The spleen and thymus were harvested from the mice of each subset group and fixed in 10% formalin solution for 48 h. The fixed tissues were embedded into paraffin blocks after trimming and sectioned into 4 µm thick slices. These sections were then stained with a hematoxylin and eosin (H&E) solution (Sigma–Aldrich, Merck KGaA, Darmstadt, Germany), and the changes in the histopathological features were examined microscopically at 40× or 400× magnification.
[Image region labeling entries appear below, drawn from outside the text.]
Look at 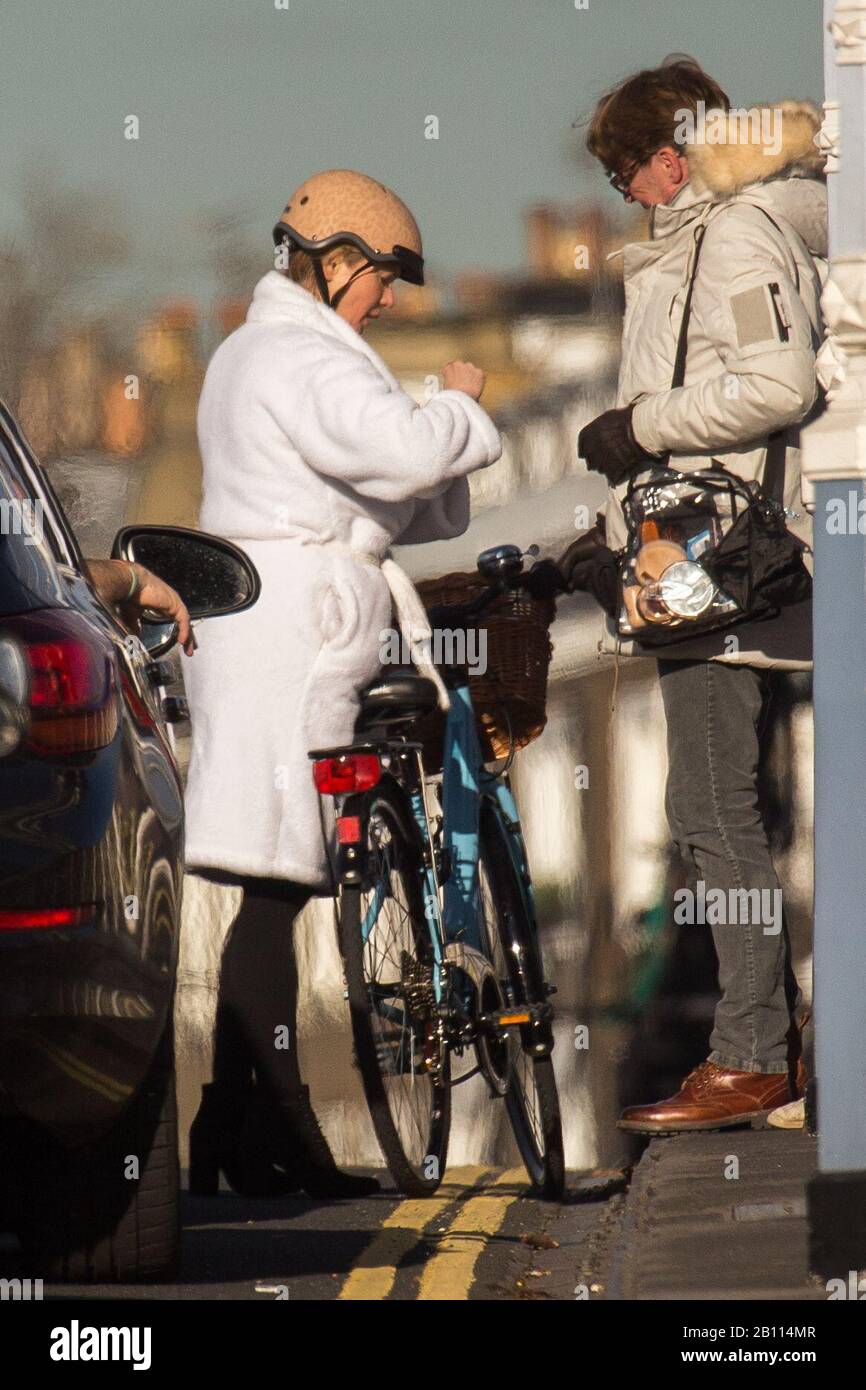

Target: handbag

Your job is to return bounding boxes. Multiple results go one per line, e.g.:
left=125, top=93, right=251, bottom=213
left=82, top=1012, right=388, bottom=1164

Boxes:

Fluorescence-activated cell sorting (FACS) analysis

Briefly, the spleen and thymus were removed from anesthetized sixteen-week-old WT and KO mice to harvest lymphocytes for FACS analysis. These tissues were cut into small pieces with scissors and passed through a 70 μm cell strainer (BD Biosciences, Franklin Lakes, NJ, USA) to isolate a single-cell suspension. After removing the RBC from cell suspension using RBC lysis buffer (Sigma-Aldrich), the immune cells (1 × 107 cells) were stained with PE/Cy7-anti-CD8 (100722; BioLegend, San Diego, CA, USA), FITC-anti-CD3e (152304; BioLegend), APC-anti-CD4 (100412; BioLegend), FITC-anti-CD43 (143203; BioLegend), APC-anti-CD45R/B220 (103211; BioLegend). Approximately 10,000 live cells were analyzed using a FACSCalibur™ Flow Cytometer (BD Biosciences). During these analyses, the stained cells were selected based on the forward and side scatter properties after gating for singlets. Each population was gated using the fluorescence intensity of the aforementioned antibodies against cell surface markers. The unstained cells were used to set appropriate negative gates by determining the background fluorescence levels. Single stained cells were used as a control to remove the spectral overlap between fluorophores.

Statistical analysis

The statistical significance between each group was evaluated using a One-way Analysis of Variance (ANOVA, SPSS for Windows, Release 10.10, Standard Version, IL, USA), followed by a Tukey post hoc t-test for multiple comparisons. All values are expressed as the means ± SD. A p-value < 0.05 was considered significant.